There is a relative lack of bass, due to the scoring, but that does not seem to present a problem to either Nuttall or Upshaw. “I guess over time I am less aware of that, because for both the voice and the violin the range is just so huge. I feel that though it’s one work, and one violin, there is a whole world of colours represented in the music.”
And what of the fiendish technical demands, which require the soprano to whisper and shout as well as sing? She responds modestly. “The most difficult work takes place at the beginning, with learning the notes. As Geoff and I have commented, now that we are on our fourth run of performances we couldn’t possibly have the notes any other way. I don’t suggest that I’m perfection at all, but that was the greatest challenge, getting the notes together. When you then connect body movement to sound, there is something extra added to the memory. The music helps me to remember the staging, and the other way around. Now, each time we return to the music, it is a case of trying to get further and further inside it.”

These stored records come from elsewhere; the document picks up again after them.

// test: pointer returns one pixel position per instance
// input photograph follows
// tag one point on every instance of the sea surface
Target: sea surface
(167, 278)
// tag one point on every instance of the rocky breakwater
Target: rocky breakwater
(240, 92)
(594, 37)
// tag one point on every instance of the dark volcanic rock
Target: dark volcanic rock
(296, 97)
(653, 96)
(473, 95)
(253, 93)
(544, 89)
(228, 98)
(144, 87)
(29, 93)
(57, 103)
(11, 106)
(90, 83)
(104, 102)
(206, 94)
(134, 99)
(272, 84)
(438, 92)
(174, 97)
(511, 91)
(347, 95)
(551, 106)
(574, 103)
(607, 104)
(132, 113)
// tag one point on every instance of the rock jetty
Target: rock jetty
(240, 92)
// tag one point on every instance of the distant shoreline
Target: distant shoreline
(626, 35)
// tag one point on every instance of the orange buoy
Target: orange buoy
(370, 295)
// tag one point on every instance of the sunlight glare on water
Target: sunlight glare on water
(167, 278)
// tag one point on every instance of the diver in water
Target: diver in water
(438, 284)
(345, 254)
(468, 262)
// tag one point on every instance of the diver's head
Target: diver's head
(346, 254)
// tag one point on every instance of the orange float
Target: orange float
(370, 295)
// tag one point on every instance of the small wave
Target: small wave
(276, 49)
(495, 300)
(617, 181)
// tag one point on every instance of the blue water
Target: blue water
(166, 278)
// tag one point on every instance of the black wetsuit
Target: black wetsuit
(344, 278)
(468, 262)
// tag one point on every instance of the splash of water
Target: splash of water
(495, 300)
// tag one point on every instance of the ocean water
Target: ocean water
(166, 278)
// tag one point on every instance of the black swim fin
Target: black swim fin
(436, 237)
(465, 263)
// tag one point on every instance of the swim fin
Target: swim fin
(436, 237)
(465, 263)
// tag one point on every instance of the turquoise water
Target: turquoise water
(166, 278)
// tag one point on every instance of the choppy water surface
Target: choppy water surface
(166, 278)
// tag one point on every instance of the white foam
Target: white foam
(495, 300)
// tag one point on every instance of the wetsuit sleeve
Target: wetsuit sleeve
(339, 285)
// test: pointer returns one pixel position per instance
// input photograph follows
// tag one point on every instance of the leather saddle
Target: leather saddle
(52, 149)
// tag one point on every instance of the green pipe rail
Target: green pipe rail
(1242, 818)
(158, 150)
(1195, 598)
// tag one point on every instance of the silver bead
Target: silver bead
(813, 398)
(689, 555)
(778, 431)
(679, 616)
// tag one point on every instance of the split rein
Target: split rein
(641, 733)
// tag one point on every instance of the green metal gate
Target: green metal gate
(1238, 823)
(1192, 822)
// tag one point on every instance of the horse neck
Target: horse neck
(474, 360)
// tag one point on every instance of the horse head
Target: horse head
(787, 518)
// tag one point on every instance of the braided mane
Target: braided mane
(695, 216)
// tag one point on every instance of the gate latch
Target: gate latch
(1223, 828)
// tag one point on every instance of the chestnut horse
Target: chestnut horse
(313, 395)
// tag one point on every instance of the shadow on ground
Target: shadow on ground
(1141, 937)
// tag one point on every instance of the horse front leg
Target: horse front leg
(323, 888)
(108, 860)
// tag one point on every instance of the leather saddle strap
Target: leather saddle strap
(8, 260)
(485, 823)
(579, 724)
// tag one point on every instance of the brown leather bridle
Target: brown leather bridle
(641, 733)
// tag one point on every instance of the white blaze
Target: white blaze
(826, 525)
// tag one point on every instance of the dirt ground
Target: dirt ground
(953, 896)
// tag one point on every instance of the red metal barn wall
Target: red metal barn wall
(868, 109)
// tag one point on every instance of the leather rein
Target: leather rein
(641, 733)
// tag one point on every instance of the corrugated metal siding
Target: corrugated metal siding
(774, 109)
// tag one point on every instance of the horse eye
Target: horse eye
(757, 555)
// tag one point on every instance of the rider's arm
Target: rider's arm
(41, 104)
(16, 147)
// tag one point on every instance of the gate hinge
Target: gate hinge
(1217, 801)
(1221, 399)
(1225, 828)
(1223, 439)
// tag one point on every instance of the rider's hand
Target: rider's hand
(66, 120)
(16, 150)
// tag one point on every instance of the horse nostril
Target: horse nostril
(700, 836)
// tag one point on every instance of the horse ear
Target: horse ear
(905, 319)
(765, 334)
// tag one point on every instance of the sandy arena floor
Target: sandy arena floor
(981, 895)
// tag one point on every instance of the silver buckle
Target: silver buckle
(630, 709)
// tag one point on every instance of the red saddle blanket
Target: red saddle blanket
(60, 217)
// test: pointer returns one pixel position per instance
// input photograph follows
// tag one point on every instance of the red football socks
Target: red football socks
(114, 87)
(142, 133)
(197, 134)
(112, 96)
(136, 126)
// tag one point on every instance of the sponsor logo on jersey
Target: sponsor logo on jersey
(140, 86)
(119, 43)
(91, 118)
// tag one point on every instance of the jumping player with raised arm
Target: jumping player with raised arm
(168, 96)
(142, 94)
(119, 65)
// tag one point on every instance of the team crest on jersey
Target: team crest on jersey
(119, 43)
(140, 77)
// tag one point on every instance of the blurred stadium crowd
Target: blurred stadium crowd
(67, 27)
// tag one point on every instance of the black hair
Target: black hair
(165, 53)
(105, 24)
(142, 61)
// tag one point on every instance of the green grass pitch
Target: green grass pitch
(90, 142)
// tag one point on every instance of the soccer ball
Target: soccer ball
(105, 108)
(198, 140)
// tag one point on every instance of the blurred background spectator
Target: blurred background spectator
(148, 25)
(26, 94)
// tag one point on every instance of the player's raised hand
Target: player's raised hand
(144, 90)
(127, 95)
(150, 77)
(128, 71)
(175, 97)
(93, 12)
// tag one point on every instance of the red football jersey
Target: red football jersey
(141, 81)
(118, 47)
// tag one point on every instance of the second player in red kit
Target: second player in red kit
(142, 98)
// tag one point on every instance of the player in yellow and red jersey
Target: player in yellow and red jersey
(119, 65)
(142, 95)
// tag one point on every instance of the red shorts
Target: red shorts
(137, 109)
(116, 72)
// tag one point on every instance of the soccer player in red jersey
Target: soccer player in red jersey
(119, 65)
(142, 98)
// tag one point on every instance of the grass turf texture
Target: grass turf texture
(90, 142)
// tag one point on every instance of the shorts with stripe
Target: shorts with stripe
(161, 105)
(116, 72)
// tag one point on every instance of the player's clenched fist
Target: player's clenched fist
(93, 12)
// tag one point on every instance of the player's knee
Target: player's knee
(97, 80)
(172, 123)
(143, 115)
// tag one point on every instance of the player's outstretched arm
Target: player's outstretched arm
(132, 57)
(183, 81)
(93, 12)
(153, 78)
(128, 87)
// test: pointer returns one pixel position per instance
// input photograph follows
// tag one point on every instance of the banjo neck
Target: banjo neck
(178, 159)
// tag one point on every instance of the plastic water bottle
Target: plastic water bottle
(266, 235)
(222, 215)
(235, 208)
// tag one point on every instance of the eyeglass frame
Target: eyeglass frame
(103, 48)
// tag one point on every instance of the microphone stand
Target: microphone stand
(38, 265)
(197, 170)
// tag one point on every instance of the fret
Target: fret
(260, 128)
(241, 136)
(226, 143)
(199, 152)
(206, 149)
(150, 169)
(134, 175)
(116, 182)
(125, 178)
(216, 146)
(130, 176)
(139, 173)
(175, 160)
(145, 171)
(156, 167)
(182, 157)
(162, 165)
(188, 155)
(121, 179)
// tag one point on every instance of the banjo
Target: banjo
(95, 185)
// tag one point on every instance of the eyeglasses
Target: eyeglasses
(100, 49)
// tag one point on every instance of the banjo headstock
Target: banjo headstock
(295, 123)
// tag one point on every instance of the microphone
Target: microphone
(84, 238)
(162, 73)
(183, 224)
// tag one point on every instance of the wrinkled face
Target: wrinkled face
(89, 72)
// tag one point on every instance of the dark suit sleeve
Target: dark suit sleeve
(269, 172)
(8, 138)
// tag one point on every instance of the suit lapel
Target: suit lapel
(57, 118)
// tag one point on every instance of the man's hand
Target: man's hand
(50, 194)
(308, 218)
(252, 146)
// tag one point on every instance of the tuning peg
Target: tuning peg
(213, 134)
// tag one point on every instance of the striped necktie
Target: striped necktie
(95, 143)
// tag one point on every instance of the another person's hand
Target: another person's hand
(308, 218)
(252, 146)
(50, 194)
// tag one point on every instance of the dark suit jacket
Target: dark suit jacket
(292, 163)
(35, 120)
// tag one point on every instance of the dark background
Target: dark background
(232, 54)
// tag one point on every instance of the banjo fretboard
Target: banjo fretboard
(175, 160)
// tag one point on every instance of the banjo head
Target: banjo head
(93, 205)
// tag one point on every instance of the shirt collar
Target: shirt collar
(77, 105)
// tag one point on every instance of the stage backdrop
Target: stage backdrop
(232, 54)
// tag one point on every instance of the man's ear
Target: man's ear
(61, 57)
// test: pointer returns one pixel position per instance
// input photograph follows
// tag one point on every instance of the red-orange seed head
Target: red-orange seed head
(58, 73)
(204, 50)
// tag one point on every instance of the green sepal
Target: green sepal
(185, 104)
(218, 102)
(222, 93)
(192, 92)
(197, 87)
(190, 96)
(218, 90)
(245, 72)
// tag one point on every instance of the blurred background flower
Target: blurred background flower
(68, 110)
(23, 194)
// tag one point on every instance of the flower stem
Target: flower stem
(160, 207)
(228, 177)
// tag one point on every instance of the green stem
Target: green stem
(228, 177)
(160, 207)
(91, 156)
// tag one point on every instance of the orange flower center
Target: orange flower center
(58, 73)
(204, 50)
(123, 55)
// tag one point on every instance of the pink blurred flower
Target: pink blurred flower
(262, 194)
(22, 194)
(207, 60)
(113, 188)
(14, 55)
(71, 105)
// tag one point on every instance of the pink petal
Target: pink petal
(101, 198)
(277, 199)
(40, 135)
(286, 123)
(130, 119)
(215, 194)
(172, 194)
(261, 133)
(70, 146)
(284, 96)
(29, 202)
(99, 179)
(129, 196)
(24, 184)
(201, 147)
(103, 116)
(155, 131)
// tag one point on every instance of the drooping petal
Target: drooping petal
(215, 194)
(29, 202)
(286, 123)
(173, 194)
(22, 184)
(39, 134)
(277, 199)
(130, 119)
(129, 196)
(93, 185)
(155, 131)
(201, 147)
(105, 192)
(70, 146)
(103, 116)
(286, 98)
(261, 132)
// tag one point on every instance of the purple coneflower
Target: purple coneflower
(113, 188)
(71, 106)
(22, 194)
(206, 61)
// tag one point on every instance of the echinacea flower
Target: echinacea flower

Upshaw has a continuously rolling schedule of new works. “I’ve just finished a piece with Donnacha Dennehy, called That The Night Come…, and I just loved the experience. Then I have the Ojai Festival, where I am the music director, and my next piece will be by Maria Schneider. Actually, that’s not true, as the next one is with the Argentinian composer Pablo Ortiz, who lives and works in the U.S. now. That will be with piano.” She thrives on new works. “I really enjoy working with composers, finding music that says something to me, and I hopefully will bring something to it. I look forward to working on new pieces. I’m still interested of course in existing pieces old and new, but I am eager and have a passion to perform.”
Taken in context, Upshaw’s work rate is all the more extraordinary when taking her recent fight against breast cancer into consideration. She remains, however, perfectly calm about the experience. “I am feeling good, thank you for asking,” she says politely, before immediately finding the positive side of her experience. “Whether it’s cancer or a sudden loss of a loved one, I think music is a healing presence, certainly in my life, and that has become more obvious to me in the course of this experience. That’s true for a lot of people, that we seek comfort and healing through music.”
What hasn’t changed is Upshaw’s preference not to plan too far ahead. “I am such a day to day type of person, responding to things in the moment. I learned that much about myself quite a while ago, for better or worse, responding to what was going on in a given time, and leaving doors open. I don’t think it’s a particularly positive or negative thing, probably neither, that’s the way I work best.”
Dawn Upshaw sings Kafka Fragments by Gyrgy Kurtg at the Barbican Hall on 11 November 2010 at 20.00.